Yesterday I blogged about the first half of the Green Bag‘s micro-symposium on Scalia and Garner’s treatise Reading Law: The Interpretation of Legal Texts. That post is here, and the micro-symposium can be downloaded here. My terrific research assistant Andrew Mikac and I contributed a 1,000-word essay to the symposium, focusing on the usefulness of Reading Law in my first-year legislation course. I’ll use this post to discuss our short essay.
Over the past two years I have used Reading Law as a teaching supplement, so Andrew and I decided to survey last year’s class to see what they thought about the treatise. Many of their observations apply with similar force in the real world of statutory interpretation, including agency statutory interpretion. Our essay is such a quick read, so I won’t repeat it here. But I did want to build on one recurring positive theme and one recurring negative theme from the student reviews — both of which bear on the treatise’s practical use.
First, the positive. Reading Law is simply the best treatise out there on the canons of interpretation. It’s so well written and clearly organized, which should be no surprise with Justice Scalia and Professor Garner as its authors. In fact, a recurring comment from students in class and during the survey was that the table of contents alone makes the book worth buying. What makes the table of contents so helpful is that it organizes the interpretive tools by category and then includes a brief definition along with the interpretive tool’s name. Here’s an example, from the section on semantic canons.

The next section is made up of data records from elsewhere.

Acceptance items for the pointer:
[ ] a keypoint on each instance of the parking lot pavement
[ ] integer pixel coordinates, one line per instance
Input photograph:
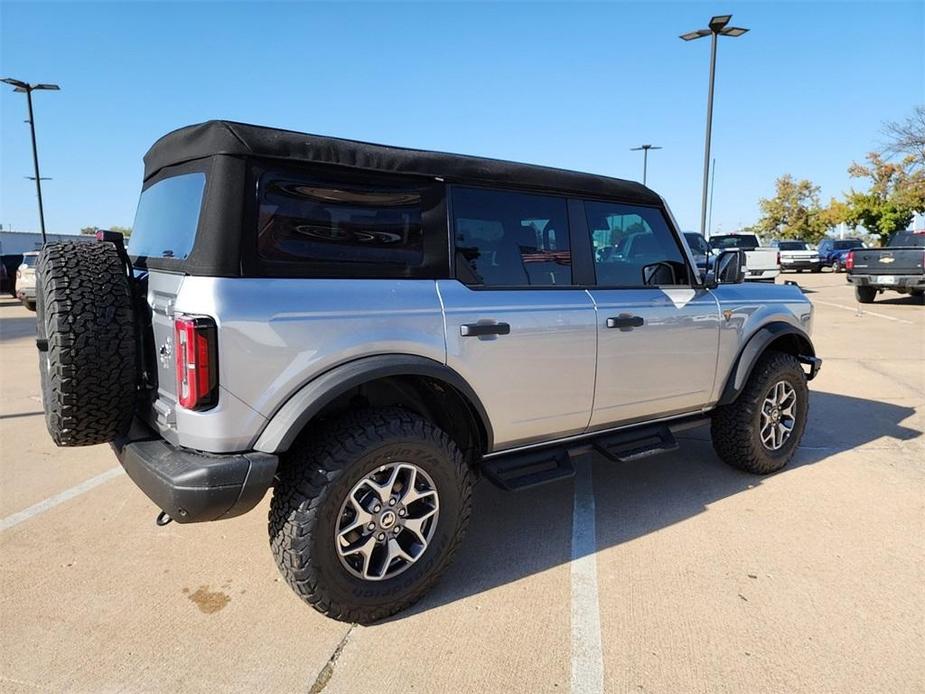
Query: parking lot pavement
(701, 578)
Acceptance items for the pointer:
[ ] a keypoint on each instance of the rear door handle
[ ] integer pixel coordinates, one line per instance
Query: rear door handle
(625, 322)
(479, 329)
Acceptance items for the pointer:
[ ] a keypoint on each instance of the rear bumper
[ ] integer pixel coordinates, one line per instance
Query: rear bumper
(900, 282)
(192, 487)
(800, 264)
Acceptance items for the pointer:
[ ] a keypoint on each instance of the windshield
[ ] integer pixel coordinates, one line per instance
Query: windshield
(167, 217)
(745, 241)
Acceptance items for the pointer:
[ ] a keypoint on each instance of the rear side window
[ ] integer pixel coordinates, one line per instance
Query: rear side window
(167, 217)
(329, 223)
(506, 239)
(633, 246)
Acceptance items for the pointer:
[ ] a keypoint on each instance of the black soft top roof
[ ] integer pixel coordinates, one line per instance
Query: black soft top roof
(240, 139)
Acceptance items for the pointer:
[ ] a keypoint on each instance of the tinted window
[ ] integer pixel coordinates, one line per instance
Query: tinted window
(325, 221)
(846, 244)
(743, 241)
(167, 217)
(630, 243)
(511, 239)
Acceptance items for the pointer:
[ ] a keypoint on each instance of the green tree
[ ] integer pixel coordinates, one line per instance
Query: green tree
(793, 213)
(895, 193)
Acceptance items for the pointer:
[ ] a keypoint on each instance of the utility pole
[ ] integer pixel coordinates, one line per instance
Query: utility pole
(645, 158)
(19, 86)
(717, 27)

Thomson/West (the publisher) has graciously permitted me to post the full table of contents on the blog, and you can download it here.

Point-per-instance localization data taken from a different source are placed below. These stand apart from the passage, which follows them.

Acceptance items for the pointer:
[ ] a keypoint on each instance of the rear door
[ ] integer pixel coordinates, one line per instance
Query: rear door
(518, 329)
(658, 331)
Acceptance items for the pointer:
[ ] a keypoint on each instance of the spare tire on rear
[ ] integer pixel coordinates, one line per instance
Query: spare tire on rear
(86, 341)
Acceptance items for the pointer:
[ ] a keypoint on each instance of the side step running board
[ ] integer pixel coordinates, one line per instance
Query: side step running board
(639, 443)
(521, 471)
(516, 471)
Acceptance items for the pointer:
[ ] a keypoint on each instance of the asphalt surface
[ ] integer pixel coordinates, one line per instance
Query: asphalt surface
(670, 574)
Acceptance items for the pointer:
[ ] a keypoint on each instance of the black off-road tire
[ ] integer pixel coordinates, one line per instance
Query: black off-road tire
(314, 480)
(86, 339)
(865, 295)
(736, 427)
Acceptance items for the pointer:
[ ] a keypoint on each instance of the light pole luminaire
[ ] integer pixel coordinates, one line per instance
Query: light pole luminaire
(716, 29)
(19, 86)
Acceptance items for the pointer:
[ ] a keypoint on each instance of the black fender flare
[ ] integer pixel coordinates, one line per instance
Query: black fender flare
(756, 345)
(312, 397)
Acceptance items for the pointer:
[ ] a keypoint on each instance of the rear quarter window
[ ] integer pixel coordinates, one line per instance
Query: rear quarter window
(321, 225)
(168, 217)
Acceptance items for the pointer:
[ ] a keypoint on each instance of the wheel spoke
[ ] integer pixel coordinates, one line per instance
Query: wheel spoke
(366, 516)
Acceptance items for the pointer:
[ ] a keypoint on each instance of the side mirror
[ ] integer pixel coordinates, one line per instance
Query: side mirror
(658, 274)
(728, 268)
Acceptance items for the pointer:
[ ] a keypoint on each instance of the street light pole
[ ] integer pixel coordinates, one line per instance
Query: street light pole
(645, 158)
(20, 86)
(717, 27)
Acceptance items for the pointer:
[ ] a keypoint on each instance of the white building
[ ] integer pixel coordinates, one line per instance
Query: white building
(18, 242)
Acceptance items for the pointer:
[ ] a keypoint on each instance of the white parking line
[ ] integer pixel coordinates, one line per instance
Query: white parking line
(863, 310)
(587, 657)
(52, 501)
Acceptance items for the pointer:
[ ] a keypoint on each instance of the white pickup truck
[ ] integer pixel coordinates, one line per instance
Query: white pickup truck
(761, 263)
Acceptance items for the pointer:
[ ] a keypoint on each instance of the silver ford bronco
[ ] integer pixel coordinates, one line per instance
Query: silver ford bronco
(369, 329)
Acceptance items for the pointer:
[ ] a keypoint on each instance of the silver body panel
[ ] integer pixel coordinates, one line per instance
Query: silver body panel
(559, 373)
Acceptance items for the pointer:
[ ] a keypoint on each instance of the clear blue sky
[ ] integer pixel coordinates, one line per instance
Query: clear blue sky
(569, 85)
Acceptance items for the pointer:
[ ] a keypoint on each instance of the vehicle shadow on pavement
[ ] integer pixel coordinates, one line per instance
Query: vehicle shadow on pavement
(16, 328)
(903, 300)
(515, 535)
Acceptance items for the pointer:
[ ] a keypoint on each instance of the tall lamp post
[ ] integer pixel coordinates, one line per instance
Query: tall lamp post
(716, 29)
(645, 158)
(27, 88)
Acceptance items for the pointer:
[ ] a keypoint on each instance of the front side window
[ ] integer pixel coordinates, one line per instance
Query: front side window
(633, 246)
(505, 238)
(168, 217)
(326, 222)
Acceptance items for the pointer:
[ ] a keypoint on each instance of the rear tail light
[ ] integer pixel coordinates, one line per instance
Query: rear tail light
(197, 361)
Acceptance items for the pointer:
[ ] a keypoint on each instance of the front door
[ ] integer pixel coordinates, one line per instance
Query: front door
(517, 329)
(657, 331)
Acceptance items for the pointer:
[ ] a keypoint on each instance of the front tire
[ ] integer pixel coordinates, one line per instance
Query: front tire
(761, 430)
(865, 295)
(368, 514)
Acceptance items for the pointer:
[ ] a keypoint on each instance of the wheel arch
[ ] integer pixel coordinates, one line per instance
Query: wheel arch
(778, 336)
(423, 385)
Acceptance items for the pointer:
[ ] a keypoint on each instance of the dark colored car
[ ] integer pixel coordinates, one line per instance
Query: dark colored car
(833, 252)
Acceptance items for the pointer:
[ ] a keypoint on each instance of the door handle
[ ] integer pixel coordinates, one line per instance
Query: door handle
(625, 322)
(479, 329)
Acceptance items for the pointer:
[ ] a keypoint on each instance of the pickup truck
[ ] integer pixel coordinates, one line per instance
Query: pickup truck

The table of contents is a great reference for spotting issues and providing a quick definition, but you really need to have the whole book (which is probably why the publisher is letting me post the table of contents here). As my students quickly discover, the chapters on each canon are terrific and necessary to properly apply the canons. In those chapters, the canons are succinctly discussed, analyzed, and applied in particular cases. It’s an invaluable reference for students of interpretation as well as real-world interpreters.

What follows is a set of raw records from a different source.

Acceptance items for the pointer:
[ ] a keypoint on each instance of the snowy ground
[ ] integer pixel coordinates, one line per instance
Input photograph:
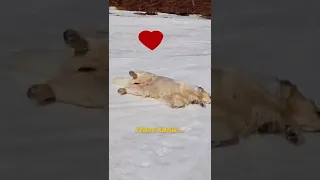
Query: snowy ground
(184, 54)
(278, 38)
(58, 141)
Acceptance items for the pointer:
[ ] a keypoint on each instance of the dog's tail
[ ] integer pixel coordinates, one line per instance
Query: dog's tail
(121, 81)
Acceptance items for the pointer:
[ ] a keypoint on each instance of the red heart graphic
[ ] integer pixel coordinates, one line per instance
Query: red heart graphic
(150, 39)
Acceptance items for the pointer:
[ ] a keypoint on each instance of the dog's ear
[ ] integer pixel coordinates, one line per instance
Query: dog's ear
(74, 40)
(201, 89)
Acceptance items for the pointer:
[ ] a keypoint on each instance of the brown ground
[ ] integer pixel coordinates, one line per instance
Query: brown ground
(179, 7)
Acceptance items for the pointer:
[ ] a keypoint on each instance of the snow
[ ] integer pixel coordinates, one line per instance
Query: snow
(59, 141)
(184, 54)
(276, 38)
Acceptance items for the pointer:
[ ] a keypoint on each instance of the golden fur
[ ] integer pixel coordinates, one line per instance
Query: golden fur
(176, 94)
(83, 81)
(248, 103)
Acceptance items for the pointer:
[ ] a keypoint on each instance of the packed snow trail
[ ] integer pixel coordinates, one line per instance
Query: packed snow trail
(184, 54)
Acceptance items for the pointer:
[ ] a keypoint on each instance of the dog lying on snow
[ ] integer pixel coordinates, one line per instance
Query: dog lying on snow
(246, 103)
(84, 81)
(174, 93)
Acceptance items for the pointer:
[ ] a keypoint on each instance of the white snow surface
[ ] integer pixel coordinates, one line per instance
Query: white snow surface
(184, 54)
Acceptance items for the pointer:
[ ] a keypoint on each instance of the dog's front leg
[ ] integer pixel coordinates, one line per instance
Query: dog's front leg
(175, 100)
(134, 90)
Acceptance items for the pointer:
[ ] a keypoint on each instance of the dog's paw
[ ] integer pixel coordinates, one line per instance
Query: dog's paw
(202, 104)
(133, 74)
(293, 137)
(42, 93)
(122, 91)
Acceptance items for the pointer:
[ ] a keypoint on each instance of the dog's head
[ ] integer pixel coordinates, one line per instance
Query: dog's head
(203, 95)
(305, 111)
(74, 40)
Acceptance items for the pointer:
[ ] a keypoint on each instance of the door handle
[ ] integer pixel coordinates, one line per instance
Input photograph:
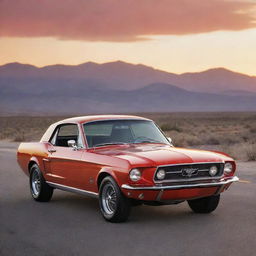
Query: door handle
(52, 150)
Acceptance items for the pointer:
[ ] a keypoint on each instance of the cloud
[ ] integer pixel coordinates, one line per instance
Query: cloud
(121, 20)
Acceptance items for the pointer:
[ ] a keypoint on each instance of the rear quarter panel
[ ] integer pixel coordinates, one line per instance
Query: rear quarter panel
(31, 151)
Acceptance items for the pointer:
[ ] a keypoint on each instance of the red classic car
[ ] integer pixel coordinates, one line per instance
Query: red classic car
(124, 161)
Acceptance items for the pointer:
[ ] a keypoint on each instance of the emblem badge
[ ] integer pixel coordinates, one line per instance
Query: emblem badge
(189, 172)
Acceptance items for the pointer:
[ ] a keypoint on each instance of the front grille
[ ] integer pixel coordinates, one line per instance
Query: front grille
(189, 172)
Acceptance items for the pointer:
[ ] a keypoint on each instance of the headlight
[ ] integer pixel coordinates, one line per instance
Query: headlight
(135, 174)
(228, 168)
(213, 170)
(160, 174)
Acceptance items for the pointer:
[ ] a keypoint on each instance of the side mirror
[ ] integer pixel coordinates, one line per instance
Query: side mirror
(72, 144)
(170, 140)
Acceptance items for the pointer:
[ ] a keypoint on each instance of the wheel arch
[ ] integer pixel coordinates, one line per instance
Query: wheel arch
(104, 173)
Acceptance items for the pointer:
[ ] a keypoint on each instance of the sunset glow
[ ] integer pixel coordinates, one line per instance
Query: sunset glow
(176, 36)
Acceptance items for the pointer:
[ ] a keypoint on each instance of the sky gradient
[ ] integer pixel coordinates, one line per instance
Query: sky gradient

Now, the negative. As one student commented in the survey, Scalia’s “very clear opinions about legislative history” mean full reliance on textualism is “not a good real-world strategy” because it downplays the prevalence of more purposivist methods. Reading Law rejects legislative history as an interpretive tool and thus provides no guidance on how to use it. If Justice Scalia were the sole judge of interpretation, real-world interpreters probably would be okay just using Reading Law as their guide. But the reality is that, among judges, Justice Scalia’s view on legislative history is the minority one.
For agency interpreters, the lack of guidance on legislative history is particularly problematic. The findings of my empirical study on agency statutory interpretation highlight the problem. Of the more than twenty interpretive tools included in the study, legislative history was among the top six most used in agency statutory interpretation. Roughly three in four (76%) rule drafters surveyed reported that they use legislative history when interpreting statutes.
Of course, I’m not suggesting that the next edition of Reading Law include a section on how to use legislative history in statutory interpretation. I wouldn’t expect Justice Scalia to offer guidance on the use of interpretive tools he deems illegitimate. Instead, users of the treatise must look elsewhere for that guidance (as well as take into account when using the treatise that even the canons he does discuss are framed from the perspective of a textualist and not a purposivist).
Notwithstanding this limitation, Reading Law — especially at a list price of less than $50 — should be on the bookshelf of every administrative law practitioner, if not on the bookshelf of every lawyer.